Originally posted by: CTho9305
Originally posted by: AmberClad
Clock speed isn't the end all, be all. There's a little something called IPC -- Instructions Per Cycle. A chip with a slower pure clock speed might still perform better than a higher clocked chip because it essentially gets more done per clock cycle.
Someone else correct me on these numbers if I'm wrong:
Intel Pentium 4 = 2 IPC
Intel Core architecture = 4 IPC
AMD K8 = 3 IPC
This works both ways. In the days of Pentium 4, you'd see higher clocked P4s get outperformed by lower clocked AMD CPUs.
Be careful that you don't buy into oversimplifications. While that is true using one way of interpreting peak IPC, taken alone it's incredibly misleading. For example, on
this benchmark, K8 sustains 3 x86 instructions per cycle, but the "wider" core 2 can only do about 2.3 x86 instructions per cycle. It's a simple program too. Core 2 probably has a different mix of functional units available (for example, K8 has 3 ALUs and 3 AGUs), which just don't map well to the instruction mix of this benchmark. Alternately, the instructions used in that benchmark might cost multiple instruction "slots" in Core 2's microarchitecture. That bit is particularly tricky, since the 4/5 uop wide parts of Core 2 are counted using simpler uops than the 3 uop width of K8 is measured and some classes of instructions that fit in one K8 "uop" take multiple Core 2 "uops". I wrote a long post about this in another thread and copied it
here if you're interested in more details.

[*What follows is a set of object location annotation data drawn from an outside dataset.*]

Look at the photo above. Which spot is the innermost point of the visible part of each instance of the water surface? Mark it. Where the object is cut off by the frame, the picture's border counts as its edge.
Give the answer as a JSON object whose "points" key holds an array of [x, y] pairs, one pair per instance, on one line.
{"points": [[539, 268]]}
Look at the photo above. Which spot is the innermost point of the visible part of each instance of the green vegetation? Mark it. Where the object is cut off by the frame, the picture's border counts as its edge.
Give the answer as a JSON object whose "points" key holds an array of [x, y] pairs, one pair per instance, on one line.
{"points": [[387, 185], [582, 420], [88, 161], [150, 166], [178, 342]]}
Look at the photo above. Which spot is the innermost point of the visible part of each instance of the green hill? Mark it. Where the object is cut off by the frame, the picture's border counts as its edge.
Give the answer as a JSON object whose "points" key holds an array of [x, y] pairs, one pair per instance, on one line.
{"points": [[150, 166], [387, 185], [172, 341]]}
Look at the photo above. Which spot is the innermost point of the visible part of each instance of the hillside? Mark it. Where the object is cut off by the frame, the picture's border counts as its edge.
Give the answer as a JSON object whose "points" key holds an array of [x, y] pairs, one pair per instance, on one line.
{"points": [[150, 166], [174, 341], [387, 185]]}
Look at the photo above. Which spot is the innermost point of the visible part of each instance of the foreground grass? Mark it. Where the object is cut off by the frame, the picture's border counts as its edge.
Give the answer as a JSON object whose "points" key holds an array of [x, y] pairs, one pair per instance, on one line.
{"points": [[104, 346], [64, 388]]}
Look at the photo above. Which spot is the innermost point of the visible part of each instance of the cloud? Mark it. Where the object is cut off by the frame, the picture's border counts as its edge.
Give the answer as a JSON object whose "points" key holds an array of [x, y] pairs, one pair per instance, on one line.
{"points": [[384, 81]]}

Just to be clear, I'm not disputing that Core 2 performs very well in many real-world applications - I'm arguing that looking at those supposed IPC / pipeline width numbers is a good way to come to a bad conclusion. In this case, it works out for many real-world benchmarks... but not everything. There's no guarantee that the next "3 wide" machine won't demolish Core 2, or that a future "6-wide" machine wouldn't be destroyed by a "narrower" machine. There's gotta be a reason that large businesses find Barcelona interesting - how wide is Barcelona, compared to the current Xeons or future penryn-derived ones?